I recently re-watched Dan Pallotta’s highly popular TED Talk about Charity Case and was energized by such a credible and well-researched argument about the commonly misinterpreted topic of administrative costs and overhead. Unfortunately, we’re working against a flawed philosophy reinforced for decades by donors and nonprofit executives alike. Consequently, this week’s post is a message to nonprofit donors and contains some of Pallotta’s main points worth repeating.
Stop asking the flawed question and get to the heart of what really matters
Donors have to stop asking the question, “What percentage of my donation goes to the cause versus the overhead?” Pallotta argues this question is flawed in several ways:
1) The question makes us think overhead is not part of the cause but it absolutely is.
2) It also promotes the notion that overhead steals from the cause, forcing charities to obsess over keeping short-term overhead low at the expense of long-term solutions.
3) This question ironically gives the donor really bad information. It tells nothing of the charity’s quality of work, shares nothing about how it defines the cause, leads donors to discriminate unknowingly, gives the wrong overhead figure because it’s measuring against the wrong result.
Help your charities advertise, take risks and give reasonable time to build sustainability
Pallotta further argues nonprofits have to operate under a separate and discriminatory rule book from businesses. For example, in the area of advertising and marketing, charities can’t build demand for donations to their causes while businesses advertise until the last dollar no longer produces a penny of value.
On the topic of risk taking in pursuit of new donors, while it’s okay if the movie industry spends $100 million on flops, a $5 million charity walk that doesn’t show a 75 percent profit in the first year is considered suspect. Consequently, nonprofits shy away from large-scale fundraising ideas and cannot benefit from powerful learning curves.
Yet another example relates to time horizon.

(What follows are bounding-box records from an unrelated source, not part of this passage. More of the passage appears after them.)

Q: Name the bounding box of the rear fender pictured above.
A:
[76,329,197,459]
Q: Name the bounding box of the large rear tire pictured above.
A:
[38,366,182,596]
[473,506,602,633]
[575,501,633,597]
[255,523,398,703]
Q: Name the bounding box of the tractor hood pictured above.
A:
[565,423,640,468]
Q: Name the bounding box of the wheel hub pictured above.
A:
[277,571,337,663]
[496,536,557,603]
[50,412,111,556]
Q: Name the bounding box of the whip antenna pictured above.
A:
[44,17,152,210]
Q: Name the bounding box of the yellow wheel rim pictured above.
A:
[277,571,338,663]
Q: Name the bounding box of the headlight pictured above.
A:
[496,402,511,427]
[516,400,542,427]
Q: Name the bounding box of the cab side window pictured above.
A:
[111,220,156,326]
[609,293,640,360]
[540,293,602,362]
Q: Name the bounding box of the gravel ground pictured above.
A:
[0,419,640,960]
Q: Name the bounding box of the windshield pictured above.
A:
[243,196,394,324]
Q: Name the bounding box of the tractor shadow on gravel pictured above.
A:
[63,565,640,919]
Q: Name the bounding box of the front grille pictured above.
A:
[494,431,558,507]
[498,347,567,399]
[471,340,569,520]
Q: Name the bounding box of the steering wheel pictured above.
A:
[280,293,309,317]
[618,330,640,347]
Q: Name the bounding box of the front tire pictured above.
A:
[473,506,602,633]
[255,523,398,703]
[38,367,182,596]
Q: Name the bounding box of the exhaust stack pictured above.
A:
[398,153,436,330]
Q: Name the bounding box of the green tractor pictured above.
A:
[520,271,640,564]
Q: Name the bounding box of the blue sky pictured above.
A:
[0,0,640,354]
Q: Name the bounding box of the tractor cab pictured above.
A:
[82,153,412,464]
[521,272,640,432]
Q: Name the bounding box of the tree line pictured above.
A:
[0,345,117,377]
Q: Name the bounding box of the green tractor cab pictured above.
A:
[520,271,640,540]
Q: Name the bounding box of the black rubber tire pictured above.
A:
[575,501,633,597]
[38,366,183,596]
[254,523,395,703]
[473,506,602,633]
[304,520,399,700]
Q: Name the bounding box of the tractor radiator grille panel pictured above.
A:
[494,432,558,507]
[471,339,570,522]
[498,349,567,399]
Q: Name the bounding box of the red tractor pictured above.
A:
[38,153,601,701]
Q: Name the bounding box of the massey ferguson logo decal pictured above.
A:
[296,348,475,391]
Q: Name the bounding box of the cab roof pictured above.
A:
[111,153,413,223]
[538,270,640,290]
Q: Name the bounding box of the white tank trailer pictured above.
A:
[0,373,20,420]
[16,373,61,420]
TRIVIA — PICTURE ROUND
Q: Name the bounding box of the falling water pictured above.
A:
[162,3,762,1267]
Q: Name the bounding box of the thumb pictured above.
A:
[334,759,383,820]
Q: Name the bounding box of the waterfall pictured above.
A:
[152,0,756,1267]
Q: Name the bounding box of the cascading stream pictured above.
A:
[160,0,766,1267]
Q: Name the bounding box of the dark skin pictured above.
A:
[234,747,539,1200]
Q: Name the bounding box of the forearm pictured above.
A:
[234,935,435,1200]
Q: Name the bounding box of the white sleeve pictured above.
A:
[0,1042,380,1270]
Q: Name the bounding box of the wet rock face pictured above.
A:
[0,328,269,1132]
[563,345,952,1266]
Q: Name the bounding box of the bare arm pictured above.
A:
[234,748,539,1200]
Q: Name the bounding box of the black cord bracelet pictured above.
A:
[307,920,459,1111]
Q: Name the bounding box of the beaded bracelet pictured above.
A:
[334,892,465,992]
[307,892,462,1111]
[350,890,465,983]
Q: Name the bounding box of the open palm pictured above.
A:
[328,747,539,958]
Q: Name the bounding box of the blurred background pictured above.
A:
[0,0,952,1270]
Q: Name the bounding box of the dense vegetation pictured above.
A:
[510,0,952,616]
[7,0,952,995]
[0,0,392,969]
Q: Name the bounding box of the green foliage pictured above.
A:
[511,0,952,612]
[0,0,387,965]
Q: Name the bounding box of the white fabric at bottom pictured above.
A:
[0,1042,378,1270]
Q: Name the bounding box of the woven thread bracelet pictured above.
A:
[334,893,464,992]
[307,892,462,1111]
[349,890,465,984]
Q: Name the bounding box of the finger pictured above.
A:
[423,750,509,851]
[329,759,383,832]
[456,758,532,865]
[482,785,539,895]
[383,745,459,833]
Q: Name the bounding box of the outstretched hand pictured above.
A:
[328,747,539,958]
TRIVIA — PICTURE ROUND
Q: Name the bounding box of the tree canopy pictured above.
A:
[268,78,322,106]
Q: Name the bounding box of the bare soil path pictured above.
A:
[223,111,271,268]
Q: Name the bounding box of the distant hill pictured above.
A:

New companies can go six years without returning any profits to investors in the interest of building market dominance while charities that have long-term goals are expected to yield short-term, direct services. If they don’t deliver, they are pariahs. You can help dismantle some of these rules by leveraging your dollars on projects that raise much-needed awareness, allow for calculated risk and long-term growth toward meaningful goals.
Nonprofits are starving financially
You can help by asking new questions like “What kind of impact are you able to accomplish with your cause?” or “What meaningful progress are you making toward systemic change?” Help charities break the starvation cycle of what feels like mandatory low or no overhead. Leverage your donor investments in new ways to get the community looking at the cause differently or to accommodate long-term systemic change.